When I was a kid, hearing someone say "you must read this" actually made me not want to read the book. Here's why: None of the books I read growing up came close to the real-life stories my uncle, Tio Nico, used to tell me -- like the story from the 1930s where the Texas Rangers almost shot his cousin dead along the border; or the one from the 1850s when Indians kidnapped my great-great-grandfather in northern Mexico and brought him to this side of the Rio Grande.
But then, two things happened on my way to becoming a reader in my early 30s: First, I started writing fiction and realized that writing would only ever be possible if I started reading. Then a friend recommended The Burning Plain and Other Stories, by the Mexican writer Juan Rulfo.
Originally published in Spanish in the 1950s with the title El Llano en Llamas, Rulfo's collection of 15 short stories takes place across a brutally rugged terrain in the years after the Mexican Revolution of 1910.
To read Rulfo's stories is to inhabit Mexico and, in the process, to have Mexico inhabit you. In the story "We're Very Poor," a rural family barely survives a massive flood that takes with it a cow that the father had hoped might someday attract a worthy suitor for his 12-year-old daughter. This daughter, as the narrator tells us, now cries streams of dirty water as if the river had gotten inside her.
Another story is about a band of guerrillas fleeing from the army's forces, only to be picked off later by vengeful Indians. They hope to break the guerrillas' spines like the rotten branches of the barranca, where they've taken cover.
Rulfo wrote only two books, The Burning Plain and Pedro Paramo, both classics of Mexican and world literature. Though these are thin books by any standard, they are so well-crafted that you realize that each sentence, each line of dialogue, each bit of punctuation had to fight for its life on the page.

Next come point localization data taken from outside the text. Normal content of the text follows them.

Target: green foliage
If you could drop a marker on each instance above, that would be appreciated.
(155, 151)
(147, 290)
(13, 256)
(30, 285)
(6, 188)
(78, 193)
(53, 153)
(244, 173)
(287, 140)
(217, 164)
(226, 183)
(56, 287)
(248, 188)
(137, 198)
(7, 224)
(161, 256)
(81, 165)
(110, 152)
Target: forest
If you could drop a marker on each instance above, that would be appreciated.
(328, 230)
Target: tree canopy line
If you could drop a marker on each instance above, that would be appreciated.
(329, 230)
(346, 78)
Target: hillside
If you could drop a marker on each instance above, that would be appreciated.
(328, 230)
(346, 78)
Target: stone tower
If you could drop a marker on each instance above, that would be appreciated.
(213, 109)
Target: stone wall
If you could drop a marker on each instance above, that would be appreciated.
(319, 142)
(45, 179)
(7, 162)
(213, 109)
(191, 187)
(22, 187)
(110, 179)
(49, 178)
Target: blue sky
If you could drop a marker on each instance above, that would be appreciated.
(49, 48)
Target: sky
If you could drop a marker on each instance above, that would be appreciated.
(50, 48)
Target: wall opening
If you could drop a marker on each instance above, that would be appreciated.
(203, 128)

I remember taking a copy of The Burning Plain with me to Mexico when I was researching some of the material for my own novel. To say I felt myself transported back to the time of distant relatives sounds overly sentimental. But as I reread these stories, I did have the sense that I was listening to a corrido, or Mexican folk song, describing the injustices and hardscrabble life along the border region and to the south. It reminded me of the real life stories of my Tio Nico.
Take it from me -- someone who didn't start out as a reader -- that you must read The Burning Plain by Juan Rulfo.